How Can You Find All the Prime Factors of a Number Quickly?
The fastest way to find all the prime factors of a number is to start with the first prime number ($2$), and continue dividing until the number is reduced entirely into prime numbers.

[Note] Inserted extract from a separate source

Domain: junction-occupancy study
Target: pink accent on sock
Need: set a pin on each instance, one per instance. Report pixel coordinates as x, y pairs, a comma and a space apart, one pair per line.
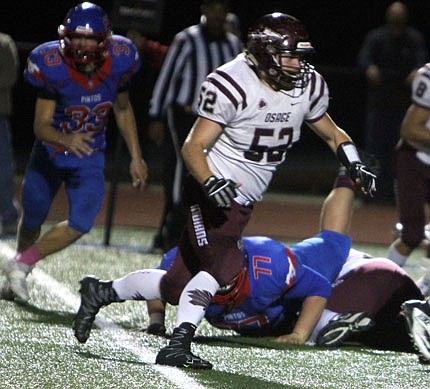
29, 256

For example, for the number $84$, the prime factors are:
$$ 2 \times 2 \times 3 \times 7 $$
Step-by-Step Prime Factorization of 84
Let’s find the prime factors of $84$ step by step:
- $84 \div 2 = 42$ → Add $2$
- $42 \div 2 = 21$ → Add $2$
- $21 \div 2$ → Not divisible
- Move to $3$
- $21 \div 3 = 7$ → Add $3$
- $7 \div 3$ → Not divisible
- Test $4$ (not prime), skip
- Test $5$ → $7 \div 5$ → Not divisible
- Test $6$ (not prime), skip
- $7 \div 7 = 1$ → Add $7$ and stop
So the complete list of prime factors is:
$$ \boxed{2 \times 2 \times 3 \times 7} $$
Final Check
Multiply them together to verify:
$$ 2 \times 2 \times 3 \times 7 = 84 $$
✅ Correct!
Summary
To find the prime factors of a number:
- Start at $2$
- Keep dividing by each prime as long as it’s a factor
- Once it no longer divides evenly, move to the next prime
- Stop when the quotient is $1$
Knowing the first few prime numbers makes this process faster.
The prime factorization of 84 is:
$$ \boxed{2 \times 2 \times 3 \times 7} $$
Multiply all prime factors together to confirm the result.